To be fair there was plenty of white proto-rock from this time which was equally raw. You might not know it but punk rock was born in the bars and clubs of the Midwest and South in the 50s-60s, it wasn't invented by 70s NYC hipsters like revisionist histories written by '''critics''' claims.
Aside from Motown, Chess was also always a very pop-flavored, commercial label and their blues releases were considerably tamed and slicked up compared to the raw stuff from the Chicago club scene.
I'm just memeing with the KARA BOGA stuff, there's nothing wrong with Motown or rockabilly. It's just obnoxious how the revisionist """""""critics""""""" you mentioned seem to completely ignore the raw, fuzzed-out R&B that was being put on wax 10-15 years earlier than the stuff on Nuggets or Pebbles. The heavier garage/surf/rockabilly guys like Link Wray seem to have been rediscovered in the 1990s/2000s and gone through a "second wave" of popularity (if they even had a first one during their original career), but I feel like there's an untapped well of heavy proto-rock in the old "race records"
Jazz, trad pop, and doo-wop were really more the music of the urban Northeast in the 50s.
I mean, these guys act like the Velvets and the Dolls invented punk rock when that's obviously silly. That's always been the narrative peddled in rock histories for decades though. Not to say the NYC scene wasn't important or influential, but being in a major media capital it was always going to get a disproportionate amount of attention compared with what was happening in other, less connected parts of the country.

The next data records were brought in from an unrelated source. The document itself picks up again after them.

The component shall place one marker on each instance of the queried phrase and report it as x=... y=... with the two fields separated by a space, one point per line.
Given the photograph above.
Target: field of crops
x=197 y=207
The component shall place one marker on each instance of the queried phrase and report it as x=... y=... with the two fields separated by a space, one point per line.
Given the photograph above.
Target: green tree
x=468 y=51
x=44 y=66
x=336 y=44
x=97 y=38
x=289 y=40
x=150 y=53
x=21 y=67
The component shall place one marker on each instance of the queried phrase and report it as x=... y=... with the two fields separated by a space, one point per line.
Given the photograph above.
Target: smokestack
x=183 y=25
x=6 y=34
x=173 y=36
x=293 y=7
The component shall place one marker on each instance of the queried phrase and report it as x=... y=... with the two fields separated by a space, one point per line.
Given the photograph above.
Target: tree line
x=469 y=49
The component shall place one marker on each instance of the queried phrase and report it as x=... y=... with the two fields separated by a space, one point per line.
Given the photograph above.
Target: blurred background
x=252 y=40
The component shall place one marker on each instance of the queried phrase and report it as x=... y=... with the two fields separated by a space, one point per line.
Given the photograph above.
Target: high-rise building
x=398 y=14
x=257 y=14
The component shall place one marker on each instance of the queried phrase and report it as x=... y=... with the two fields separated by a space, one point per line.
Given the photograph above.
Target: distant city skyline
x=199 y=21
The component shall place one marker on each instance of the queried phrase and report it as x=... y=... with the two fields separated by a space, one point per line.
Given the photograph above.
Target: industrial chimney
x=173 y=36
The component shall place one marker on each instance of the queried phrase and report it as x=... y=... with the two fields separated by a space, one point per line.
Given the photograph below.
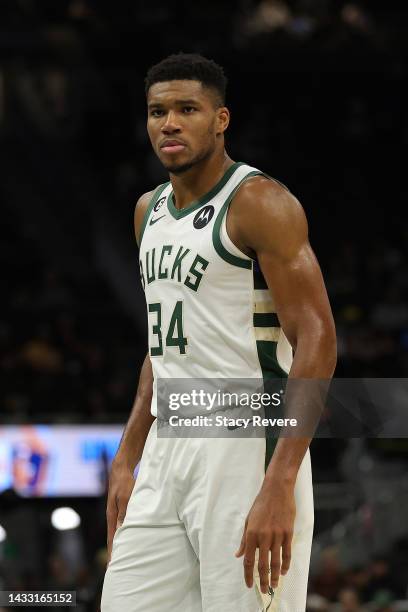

I've always suspected that there were probably live performances by garage/surf groups in the early 1960s that would have sounded pretty close to what was called "punk" in the 1970s. People were cranking their amps for a long time before it was acceptable to put that on pop records.
Applies in equal part to the UK where the London scene always got more press coverage than Manchester or Birmingham.
Where did this "mozart once wrote a song about shit so he couldn't have known music theory" meme start?
Wow, it's almost like the 60s are considered a revolutionary decade for music!
You fucking imbecile.
The Beatles, Bob Dylan, The Velvet Underground happened.